ABN AMRO reports EUR 475 million net profit for Q1 2016

Press release -

ABN AMRO Head Office

ABN AMRO reports EUR 475 million net profit for Q1 2016.

  • Net profit for Q1 2016 of EUR 475 million was 13% lower compared with Q1 2015
  • Net interest income remained robust; fees and commissions and other operating income were negatively impacted by volatile markets
  • Costs increased due to EUR 98 million regulatory levies (nil in Q1 2015), also resulting in a considerable drop in the operating result
  • Loan impairments were almost nil (EUR 252 million in Q1 2015), benefiting from improvements in the Dutch economy
  • ROE was 11.1% for Q1 2016 and the cost/income ratio was 66.9%
  • Fully-loaded CET1 ratio increased to 15.8% and the fully-loaded leverage ratio was 3.7%

Gerrit Zalm, Chairman of the Managing Board of ABN AMRO Group, comments:

‘2016 got off to a challenging start due to turmoil in the financial markets, caused by concerns over the Chinese economy and initially a further decline in the oil price, combined with a further reduction in already negative interest rates. Net profit for the first quarter of 2016 was EUR 475 million, a decline of EUR 68 million compared with the same period in 2015. The first quarter of 2016 included regulatory levies of EUR 98 million compared with nil in the first quarter of 2015.

The decline in profitability was the result of lower revenues caused by market volatility in the first two months, combined with higher operating expenses (up 8%) due to regulatory levies – all this resulted in a 31% drop in the operating result. The decline in operating profit was largely offset by a sharp decrease in loan impairments to almost nil, well below the average through-the-cycle and levels seen in the first quarter of 2015. The net profit of EUR 475 million translates into an EPS of EUR 0.49 and an ROE of 11.1%, within the target range of 10-13%. The cost/income ratio increased to 66.9%, or 65.3% if the regulatory levies are divided equally over the four quarters of this year. This is above the target range of 56-60%, which we still aim to reach by 2017. The fullyloaded CET1 ratio increased from 15.5% at year-end 2015 to 15.8%, remaining well above the target range of 11.5-13.5%, and we will continue to grow our capital position until there is more clarity on Basel IV.

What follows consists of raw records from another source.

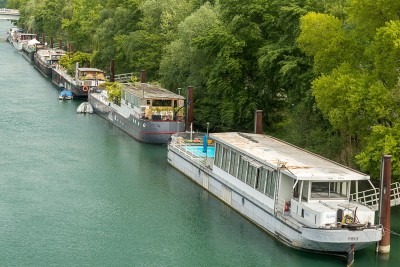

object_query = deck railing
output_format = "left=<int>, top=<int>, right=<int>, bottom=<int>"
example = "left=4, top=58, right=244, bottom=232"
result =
left=106, top=72, right=135, bottom=83
left=350, top=182, right=400, bottom=210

In the meantime, we are seeing ever faster and continuous changes in clients' needs, regulations, digitalisation and innovation. In response, we need to be more agile, efficient and cost effective. Hence we are looking into additional cost savings to improve our operational efficiency, and also to further invest in digitalisation and innovation. In the second half of 2016, we expect to announce more specific plans on how we will update our strategy and financial targets up to 2020.’